L’ordonnance du 20 mai 2020 facilitant la reprise par le dirigeant d’une entreprise en faillite, soulève la polémique. Est-elle selon vous justifiée ?
A. P. : Contrairement à ce que l’on a pu lire, les dispositions de l’article 7 de l’ordonnance n’ont pas été mises en place pour satisfaire deux ou trois actionnaires.
Il est nécessaire de rappeler le contexte de publication de l’article 7 de cette ordonnance. L’exécutif craignait alors que certaines entreprises, importants employeurs locaux, ne trouvent pas de repreneur. C’est pourquoi il a étendu (mais n’a fait qu’étendre les possibilités de saisine) les dispositions de l’article L 642-3 du Code de commerce qui donnaient déjà pouvoir au tribunal, sur requête du ministère public exclusivement, d’autoriser la cession au dirigeant par un jugement spécialement motivé. Depuis cette ordonnance, l’administrateur judiciaire et le débiteur sont également en droit de demander une telle cession. Mais le contrôle du tribunal est le même et sa décision doit être motivée.
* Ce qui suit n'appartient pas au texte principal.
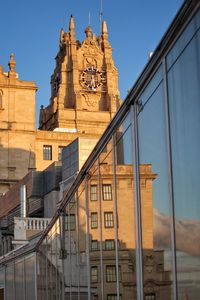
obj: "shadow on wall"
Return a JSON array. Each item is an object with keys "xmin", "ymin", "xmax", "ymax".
[{"xmin": 0, "ymin": 145, "xmax": 35, "ymax": 209}]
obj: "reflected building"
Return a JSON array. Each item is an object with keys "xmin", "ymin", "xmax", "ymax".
[{"xmin": 0, "ymin": 1, "xmax": 200, "ymax": 300}]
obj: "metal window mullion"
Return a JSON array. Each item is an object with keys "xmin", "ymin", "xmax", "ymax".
[
  {"xmin": 59, "ymin": 211, "xmax": 65, "ymax": 300},
  {"xmin": 45, "ymin": 237, "xmax": 49, "ymax": 299},
  {"xmin": 75, "ymin": 192, "xmax": 80, "ymax": 300},
  {"xmin": 131, "ymin": 103, "xmax": 144, "ymax": 300},
  {"xmin": 13, "ymin": 260, "xmax": 16, "ymax": 300},
  {"xmin": 23, "ymin": 258, "xmax": 26, "ymax": 300},
  {"xmin": 35, "ymin": 252, "xmax": 38, "ymax": 300},
  {"xmin": 163, "ymin": 57, "xmax": 178, "ymax": 300},
  {"xmin": 55, "ymin": 221, "xmax": 58, "ymax": 299},
  {"xmin": 67, "ymin": 199, "xmax": 72, "ymax": 300},
  {"xmin": 85, "ymin": 174, "xmax": 91, "ymax": 300},
  {"xmin": 112, "ymin": 135, "xmax": 120, "ymax": 300},
  {"xmin": 98, "ymin": 158, "xmax": 104, "ymax": 300}
]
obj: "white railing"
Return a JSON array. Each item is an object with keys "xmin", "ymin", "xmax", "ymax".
[{"xmin": 15, "ymin": 217, "xmax": 51, "ymax": 231}]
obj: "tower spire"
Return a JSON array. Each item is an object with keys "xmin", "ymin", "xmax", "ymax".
[
  {"xmin": 99, "ymin": 0, "xmax": 103, "ymax": 34},
  {"xmin": 8, "ymin": 53, "xmax": 16, "ymax": 77},
  {"xmin": 102, "ymin": 21, "xmax": 108, "ymax": 40},
  {"xmin": 69, "ymin": 15, "xmax": 75, "ymax": 40}
]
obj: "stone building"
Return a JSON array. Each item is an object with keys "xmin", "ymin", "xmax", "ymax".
[{"xmin": 0, "ymin": 16, "xmax": 120, "ymax": 194}]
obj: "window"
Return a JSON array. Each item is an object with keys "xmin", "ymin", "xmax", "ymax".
[
  {"xmin": 58, "ymin": 146, "xmax": 65, "ymax": 161},
  {"xmin": 144, "ymin": 293, "xmax": 156, "ymax": 300},
  {"xmin": 91, "ymin": 213, "xmax": 98, "ymax": 229},
  {"xmin": 91, "ymin": 240, "xmax": 98, "ymax": 251},
  {"xmin": 90, "ymin": 184, "xmax": 97, "ymax": 201},
  {"xmin": 66, "ymin": 214, "xmax": 76, "ymax": 231},
  {"xmin": 104, "ymin": 212, "xmax": 114, "ymax": 228},
  {"xmin": 105, "ymin": 240, "xmax": 115, "ymax": 250},
  {"xmin": 0, "ymin": 90, "xmax": 3, "ymax": 109},
  {"xmin": 91, "ymin": 267, "xmax": 98, "ymax": 283},
  {"xmin": 43, "ymin": 145, "xmax": 52, "ymax": 160},
  {"xmin": 106, "ymin": 266, "xmax": 121, "ymax": 282},
  {"xmin": 107, "ymin": 294, "xmax": 122, "ymax": 300},
  {"xmin": 102, "ymin": 184, "xmax": 112, "ymax": 201}
]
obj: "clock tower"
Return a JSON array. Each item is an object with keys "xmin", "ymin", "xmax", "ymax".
[{"xmin": 39, "ymin": 16, "xmax": 121, "ymax": 134}]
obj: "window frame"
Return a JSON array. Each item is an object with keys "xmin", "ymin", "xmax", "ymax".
[
  {"xmin": 65, "ymin": 214, "xmax": 76, "ymax": 231},
  {"xmin": 102, "ymin": 183, "xmax": 112, "ymax": 201},
  {"xmin": 105, "ymin": 239, "xmax": 115, "ymax": 251},
  {"xmin": 90, "ymin": 212, "xmax": 98, "ymax": 229},
  {"xmin": 104, "ymin": 211, "xmax": 114, "ymax": 228},
  {"xmin": 43, "ymin": 145, "xmax": 52, "ymax": 160},
  {"xmin": 90, "ymin": 240, "xmax": 99, "ymax": 251},
  {"xmin": 90, "ymin": 184, "xmax": 98, "ymax": 201},
  {"xmin": 58, "ymin": 146, "xmax": 65, "ymax": 161},
  {"xmin": 91, "ymin": 266, "xmax": 98, "ymax": 283}
]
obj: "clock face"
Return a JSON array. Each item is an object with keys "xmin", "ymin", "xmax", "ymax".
[{"xmin": 80, "ymin": 66, "xmax": 106, "ymax": 92}]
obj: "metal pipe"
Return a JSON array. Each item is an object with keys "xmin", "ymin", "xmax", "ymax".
[
  {"xmin": 85, "ymin": 174, "xmax": 91, "ymax": 300},
  {"xmin": 112, "ymin": 136, "xmax": 120, "ymax": 300},
  {"xmin": 131, "ymin": 103, "xmax": 144, "ymax": 300},
  {"xmin": 98, "ymin": 158, "xmax": 104, "ymax": 300},
  {"xmin": 163, "ymin": 57, "xmax": 178, "ymax": 299}
]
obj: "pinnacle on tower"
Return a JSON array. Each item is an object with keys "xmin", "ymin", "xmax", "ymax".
[
  {"xmin": 85, "ymin": 26, "xmax": 92, "ymax": 38},
  {"xmin": 8, "ymin": 53, "xmax": 17, "ymax": 77},
  {"xmin": 69, "ymin": 15, "xmax": 76, "ymax": 40},
  {"xmin": 102, "ymin": 21, "xmax": 108, "ymax": 40}
]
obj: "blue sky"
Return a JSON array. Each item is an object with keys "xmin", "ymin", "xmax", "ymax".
[{"xmin": 0, "ymin": 0, "xmax": 183, "ymax": 124}]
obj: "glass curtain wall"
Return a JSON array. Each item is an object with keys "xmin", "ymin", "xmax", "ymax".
[
  {"xmin": 0, "ymin": 2, "xmax": 200, "ymax": 300},
  {"xmin": 136, "ymin": 65, "xmax": 173, "ymax": 300},
  {"xmin": 167, "ymin": 8, "xmax": 200, "ymax": 300}
]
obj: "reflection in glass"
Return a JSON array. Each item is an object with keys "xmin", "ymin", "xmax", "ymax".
[
  {"xmin": 168, "ymin": 22, "xmax": 200, "ymax": 300},
  {"xmin": 138, "ymin": 68, "xmax": 172, "ymax": 300}
]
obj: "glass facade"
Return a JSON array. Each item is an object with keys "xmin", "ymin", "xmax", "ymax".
[{"xmin": 0, "ymin": 2, "xmax": 200, "ymax": 300}]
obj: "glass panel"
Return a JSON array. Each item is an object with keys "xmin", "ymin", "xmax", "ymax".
[
  {"xmin": 24, "ymin": 255, "xmax": 36, "ymax": 300},
  {"xmin": 15, "ymin": 259, "xmax": 25, "ymax": 300},
  {"xmin": 0, "ymin": 267, "xmax": 5, "ymax": 287},
  {"xmin": 168, "ymin": 20, "xmax": 200, "ymax": 300},
  {"xmin": 6, "ymin": 263, "xmax": 15, "ymax": 300},
  {"xmin": 167, "ymin": 11, "xmax": 200, "ymax": 70},
  {"xmin": 138, "ymin": 67, "xmax": 172, "ymax": 300},
  {"xmin": 37, "ymin": 238, "xmax": 47, "ymax": 299}
]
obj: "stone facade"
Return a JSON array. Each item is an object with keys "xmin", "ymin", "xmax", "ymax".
[{"xmin": 0, "ymin": 17, "xmax": 120, "ymax": 194}]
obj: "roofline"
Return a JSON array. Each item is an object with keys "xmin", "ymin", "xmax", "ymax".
[{"xmin": 0, "ymin": 0, "xmax": 200, "ymax": 261}]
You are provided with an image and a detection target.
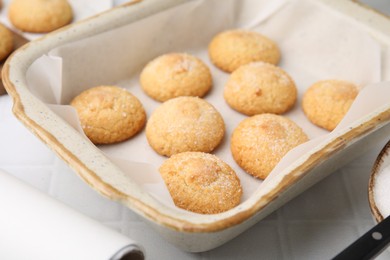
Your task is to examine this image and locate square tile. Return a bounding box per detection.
[204,222,283,260]
[0,96,55,166]
[1,166,53,193]
[123,222,203,260]
[282,171,353,220]
[49,160,123,222]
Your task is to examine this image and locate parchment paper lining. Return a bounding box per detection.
[27,0,390,208]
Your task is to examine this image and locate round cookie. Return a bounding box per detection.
[224,62,297,116]
[71,86,146,144]
[0,23,14,61]
[230,114,308,179]
[302,80,359,131]
[146,97,225,156]
[140,53,212,102]
[209,30,280,73]
[8,0,73,33]
[159,152,242,214]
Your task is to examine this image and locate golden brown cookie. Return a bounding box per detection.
[209,30,280,72]
[146,97,225,156]
[0,23,14,61]
[224,62,297,116]
[160,152,242,214]
[71,86,146,144]
[302,80,359,131]
[140,53,212,101]
[8,0,73,33]
[230,114,308,179]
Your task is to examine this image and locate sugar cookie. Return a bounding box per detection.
[8,0,73,33]
[0,23,14,61]
[209,30,280,72]
[230,114,308,179]
[302,80,359,131]
[146,97,225,156]
[71,86,146,144]
[140,53,212,101]
[224,62,297,116]
[160,152,242,214]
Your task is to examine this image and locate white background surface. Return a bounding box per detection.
[0,0,390,259]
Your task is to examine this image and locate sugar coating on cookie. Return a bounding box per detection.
[208,30,280,73]
[230,114,308,179]
[71,86,146,144]
[302,80,359,131]
[224,62,297,116]
[140,53,212,101]
[8,0,73,33]
[0,24,14,61]
[146,97,225,156]
[159,152,242,214]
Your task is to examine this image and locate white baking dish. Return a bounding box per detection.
[3,0,390,252]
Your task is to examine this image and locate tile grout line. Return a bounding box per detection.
[275,207,292,259]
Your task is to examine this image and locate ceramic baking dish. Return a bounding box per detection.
[3,0,390,252]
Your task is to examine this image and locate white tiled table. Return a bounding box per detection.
[0,0,390,259]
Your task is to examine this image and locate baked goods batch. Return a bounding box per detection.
[65,30,358,214]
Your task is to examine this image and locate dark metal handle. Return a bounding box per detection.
[333,216,390,260]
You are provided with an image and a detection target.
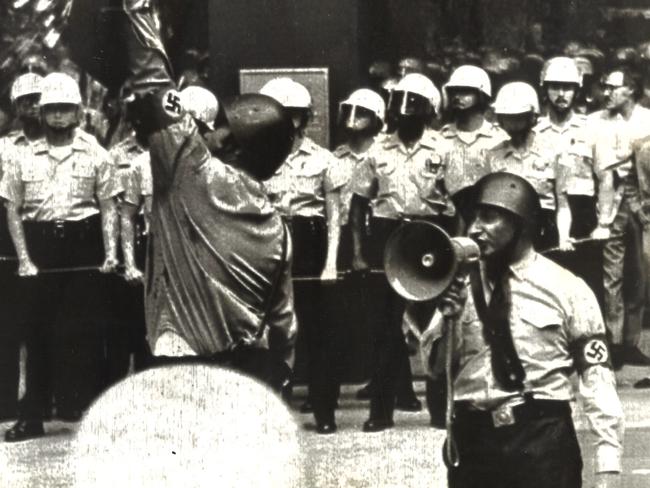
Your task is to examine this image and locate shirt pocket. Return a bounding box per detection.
[71,163,95,199]
[21,168,48,202]
[513,304,564,361]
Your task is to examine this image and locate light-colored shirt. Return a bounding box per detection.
[333,144,372,225]
[440,120,508,195]
[480,131,569,210]
[264,138,345,217]
[588,104,650,178]
[0,129,122,221]
[351,132,455,219]
[422,250,623,472]
[535,113,596,197]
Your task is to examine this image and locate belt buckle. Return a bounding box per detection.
[490,405,516,429]
[54,220,65,238]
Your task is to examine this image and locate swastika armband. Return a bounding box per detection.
[571,334,612,373]
[128,88,184,137]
M.W. : C’est une simple adaptation d’une disposition de la loi de sauvegarde, datant de 2006. Cette polémique n’est pas justifiée et est l’héritage de cette idée très française selon laquelle le dépôt de bilan est la conséquence d’une faute du chef d’entreprise. En droit belge par exemple, l’auto-cession est possible à condition que l’offre de reprise présentée par le dirigeant soit la meilleure par rapport à des offres concurrentes. L’article 7 de l’ordonnance du 20 mai 2020 vient en quelque sorte reconnaître que la défaillance de l’entreprise est la conséquence directe de la crise sanitaire et que la responsabilité du dirigeant n’est pas en jeu. Le dirigeant peut donc solliciter du tribunal qu’il déroge au principe d’interdiction de reprise prévu par l’article L642-3.
A. P. : Dans ce cas, la mission de l’administrateur judiciaire est de vérifier que le dirigeant n’agit pas dans une logique frauduleuse. C’est pourquoi il doit s’assurer qu’un appel d’offres est mis en œuvre pour rechercher s’il n’y a pas d’autres candidats à la reprise présentant une offre plus compétitive. Au final, je crains que cette polémique n’engendre l’effet inverse de celui qui était recherché par les rédacteurs du texte, car désormais le parquet sera réticent à avoir recours à l’article L 642-3. Dès lors que l’offre soumise au tribunal est la seule, ou la meilleure solution, pour préserver l’activité et maintenir durablement l’emploi, alors ce mécanisme n’est en rien attentatoire à la morale des affaires.